2016 : année shakespearienne
pour François Hollande
Christian Duteil
Où la nouvelle année s’annonce plutôt incertaine et de tous les dangers pour le Président de la République, maltraité par la conjoncture, miné par le chômage dont il n’a pas su inverser la courbe comme promis, hanté par l’absence de croissance de notre pauvre pays, mais requinqué par l’événement de la COP21 à Paris et les derniers sondages qui lui disent que rien n’est perdu en politique.
Et où celui qu’un méchant persifleur vient de baptiser «l’Hamlet élyséen» a un moment de silence et un grand sentiment de solitude… Solitude du pouvoir qui s’enferme dans son palais élyséen avant de faire la tournée des popotes du ravi de la crèche.
Alors, pour tenter tuer le temps avant la dernière ligne droite des Présidentielles et prendre de la hauteur, François relit ses classiques, notamment Shakespeare, le monologue d’Hamlet, traduction André Gide.
Etre ou ne pas être président : telle est la question à l’aulne du Front qui est populaire à sa façon dans les urnes de la colère du peuple.
Y-a-t-il pour l’âme plus de noblesse à endurer les coups et les revers d’une injurieuse fortune, ou à s’armer contre elle pour mettre frein à une armée de douleurs? Se soumettre, se démettre : est-ce tout ? Succomber à la tentation de prolonger l’Etat d’urgence pour jouer les fiers-à-bras et les va en guerre ultimes protecteurs de la nation? Ah! Calmer dans la retraite les affreux battements du cœur! Inaugurer des Chrysanthèmes dans le Nord et dans la région Paca: quelle conclusion des maux de l’homme d’Etat serait plus dévotement souhaitée? Se soumettre, se démettre… ou rêver, peut-être. Rêver, c’est là le hic après les attentats du 13 novembre à Paris! Car si, dans le sommeil de la raison, il nous vient des songes de triomphe… halte là ! On n’en est pas encore là, même si tout est possible dans ce panier de crabe de la droite reconstituée à défaut d’être «décomplexée» ?
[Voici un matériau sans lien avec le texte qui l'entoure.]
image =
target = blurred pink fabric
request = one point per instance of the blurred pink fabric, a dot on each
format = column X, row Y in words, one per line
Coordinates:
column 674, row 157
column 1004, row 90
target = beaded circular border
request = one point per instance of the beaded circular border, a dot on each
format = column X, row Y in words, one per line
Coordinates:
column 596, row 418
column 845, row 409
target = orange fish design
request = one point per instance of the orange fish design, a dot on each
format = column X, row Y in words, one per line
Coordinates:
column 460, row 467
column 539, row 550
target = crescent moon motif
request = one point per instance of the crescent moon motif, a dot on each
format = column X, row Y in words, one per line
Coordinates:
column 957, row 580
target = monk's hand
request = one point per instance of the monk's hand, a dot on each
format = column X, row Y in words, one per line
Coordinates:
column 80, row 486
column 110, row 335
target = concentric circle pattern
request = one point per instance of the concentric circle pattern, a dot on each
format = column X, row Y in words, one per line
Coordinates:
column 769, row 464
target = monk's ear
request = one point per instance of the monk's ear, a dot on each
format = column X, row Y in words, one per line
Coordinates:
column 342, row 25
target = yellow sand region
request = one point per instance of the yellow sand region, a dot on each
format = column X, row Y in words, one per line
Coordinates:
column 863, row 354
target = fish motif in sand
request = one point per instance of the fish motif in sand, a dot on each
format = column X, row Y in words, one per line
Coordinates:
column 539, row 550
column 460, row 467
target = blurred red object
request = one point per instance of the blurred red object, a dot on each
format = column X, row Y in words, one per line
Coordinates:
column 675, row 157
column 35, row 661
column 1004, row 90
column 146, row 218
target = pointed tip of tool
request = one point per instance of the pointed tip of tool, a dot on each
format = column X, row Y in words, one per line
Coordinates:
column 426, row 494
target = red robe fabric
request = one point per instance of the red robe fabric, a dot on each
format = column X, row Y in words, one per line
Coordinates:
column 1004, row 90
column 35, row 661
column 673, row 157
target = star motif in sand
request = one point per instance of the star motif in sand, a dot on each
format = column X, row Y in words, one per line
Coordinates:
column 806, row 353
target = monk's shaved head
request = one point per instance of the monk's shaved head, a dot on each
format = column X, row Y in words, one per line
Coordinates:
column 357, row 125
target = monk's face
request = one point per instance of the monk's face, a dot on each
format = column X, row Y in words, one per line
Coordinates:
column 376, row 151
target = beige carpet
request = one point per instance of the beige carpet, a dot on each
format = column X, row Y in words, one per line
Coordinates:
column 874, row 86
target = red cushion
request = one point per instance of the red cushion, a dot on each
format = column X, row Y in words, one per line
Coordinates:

Et pourtant qui supporterait sans cela les calamités de la vie publique, les soufflets et les avanies, les affres de la passion dédaignée que l’on porte à son peuple, les rebuffades de ceux dont on aimerait être aimé, la suffisance des gens officiels, les outrages d’un orgueilleux qu’on a trop caressé, alors qu’une petite signature au bas d’une abdication viendrait à bout de tout cela? Qui donc assumerait ces charges, accepterait de geindre et de suer sous le faix écrasant du pouvoir, s’il n’y avait cette crainte de la mort politique, mystérieuse et ennuyeuse contrée d’où nul voyageur ne revient? Voici la peur qui nous engage à supporter les maux présents, plutôt que de nous en échapper vers ces autres que les traversées du désert nous ont fait connaître.
Et c’est la conscience de tout cela qui fait de chacun de nous un couard; c’est ainsi que la verdeur première de nos résolutions s’étiole à l’ombre pâle de la pensée désorientée; c’est ainsi que nos entreprises de grand essor s’enlisent dans le marais des occasions perdues, des échéances chaque jour reportées, des affaires immenses jamais terminées, du combat sans fin avec l’ange du désordre et du bâclé, avec les démons de la bureaucratie et du populisme.
Alors, vive Xavier Bertrand qui a su faire un coming out politique ! Vive la République qui est un moindre mal en ces temps nihilistes de sinistrose et d’Apocalypse programmée!